LAN-Free (SAN) backup: The advantage is that the backup speed is fast, there is no backup bottleneck caused by the traditional network, and it is suitable for high-speed backup of large amounts of data; the disadvantage is that the price is relatively high.
Server-Free (offline) backup: The advantage is that the production server will not cause additional overhead for backup, and the performance of the production system will not be reduced at all; the disadvantage is that special equipment is required.
In terms of the evolution route of backup technology, it follows the route of regular backup-snapshot backup-real-time backup.
Scheduled backup: The advantage is that the software and hardware support a wide range of backups, which is suitable for long-term storage; the disadvantage is that the file backup needs to be opened, and the files in the folder change, resulting in inconsistencies. In addition, a special backup time window is required, and the RPO is also very large .
Snapshot backup: In order to solve the problem of opening files and file changes during backup; the disadvantage is the compatibility problem of snapshot backup. Snapshot backup has a greater impact on the performance of the production system, and the RPO is also greater.
Real-time replication (such as CDP): In order to solve the problem of opening files, file changes during backup, and limited compatibility of snapshots, it is possible to restore RPO≈0 at any point in time. The British CDP technology based on byte-level real-time data protection is one of the representative products.
2. Disaster tolerance
Backup is the protection of data, and disaster tolerance is based on backup to ensure business continuity of the enterprise. From this level, disaster tolerance is generally divided into data disaster tolerance and application disaster tolerance.

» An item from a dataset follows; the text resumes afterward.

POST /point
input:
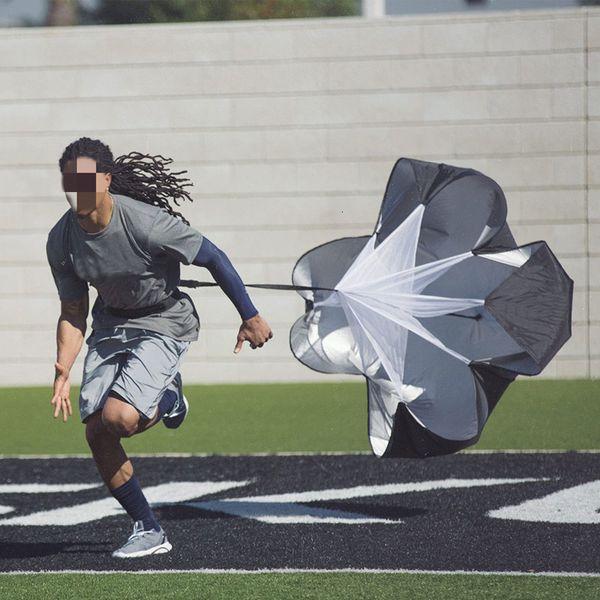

Data disaster tolerance refers to the establishment of a remote data system, which is a real-time replication of local key application data.
Application disaster tolerance refers to the establishment of a complete set of backup application systems equivalent to the local production system on the basis of data disaster tolerance. In the event of a disaster, the standby system quickly takes over the business and continues to run.
Third. Key terms: RPO, RTO
RPO (Recovery Point Objective) means that after a disaster, the disaster recovery system can restore data to the point in time before the disaster. It is an indicator of how much production data an enterprise will lose after a disaster. RPO can be simply described as the maximum amount of data loss that an enterprise can tolerate.
RTO (Recovery Time Objective) refers to the time between when a disaster occurs, from the moment when the system is down and the business stops, to when the system is restored to support the operation of the business department and the business resumes operations. RTO can be simply described as the recovery time that the enterprise can tolerate.